Be Careful What You Wish For

Craigory Burch, Jr., a forklift operator from Fitzgerald, GA, deep in the middle of nowhere, at age 20 became the statistical anomaly of a person who wins big in the lottery before he spent a lot of money on it. Last November, he won over $400k in the Georgia lottery, and I’m sure was both very pleased and the subject of celebrity in a town of 9000 residents. But then in January, seven people burst into his home and killed him in front of his girlfriend:

Investigators said Burch’s girlfriend, Jasmine Hendricks, was in the home at the time and ran for help. A shotgun blast blew open the door and three masked, armed men ran in, she said.

“When they came in, he said, ‘Don’t do it, bro. Don’t do it in front of my kids,'” Hendricks recalled. “‘Please don’t do it in front of my kids and old lady. Please don’t do that, bro. Please don’t.’ He said, ‘I’ll give you my bank card.'”

Hendricks said Burch then threw his pants to the robbers, who looked for but couldn’t find his wallet.

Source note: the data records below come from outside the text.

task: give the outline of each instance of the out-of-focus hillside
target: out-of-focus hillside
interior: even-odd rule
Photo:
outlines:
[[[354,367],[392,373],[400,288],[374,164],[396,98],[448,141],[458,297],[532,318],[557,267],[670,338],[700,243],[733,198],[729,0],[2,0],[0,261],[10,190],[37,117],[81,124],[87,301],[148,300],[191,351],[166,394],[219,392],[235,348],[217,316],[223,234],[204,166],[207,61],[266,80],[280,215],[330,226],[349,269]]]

Let’s all have a moment of silence for poor Mr. Burch and hope that Ms. Hendricks is coping with the trauma. Let’s also consider the sheer stupidity involved here: the sort of thing that makes it difficult to make a story with this structure into something worth reading. With only 9000 people in the town, it’s not as if the cops are going to have a difficult time figuring out who these murderous clowns were, and of course they didn’t take long, arresting seven people and charging them with Burch’s murder. Small comfort for his kids and Ms. Hendricks.

The second level of stupidity here lies in what they hoped to gain. There’s no way Mr. Burch is keeping $400k lying around his house: it’s in a bank, where it belongs. Even with the ATM card, they weren’t getting much—and now they’re all getting life, mostly without parole. This is dumb, stupid shit, and the only human drama in it is our fictional lottery winner’s dreams, and how they came true and then how they were crushed by murderous clowns.

It’s well-documented that lottery winners tend to go bankrupt: they never had money management skills to begin with, or they wouldn’t’ve played the lottery, or they are decent, generous people who are preyed upon by friends and relatives with can’t-miss business propositions. I’ve often thought that were I to win a giant lottery prize, which I won’t, because I never buy a ticket, I would keep it a deep, dark secret for as long as I could, and put the money in untouchable trusts.

So there’s a way to write the story: our fictional winner could be all happy about it, then buy a bunch of Christmas presents for everyone, then his girlfriend or mother sits him down and urges him to be sensible, and he listens, and he meets with a financial advisor, and makes a plan, and he’s getting ready to go to bed, knowing he’s going to get up in the morning and go sign the papers to lock up his money, and then these murderous clowns show up.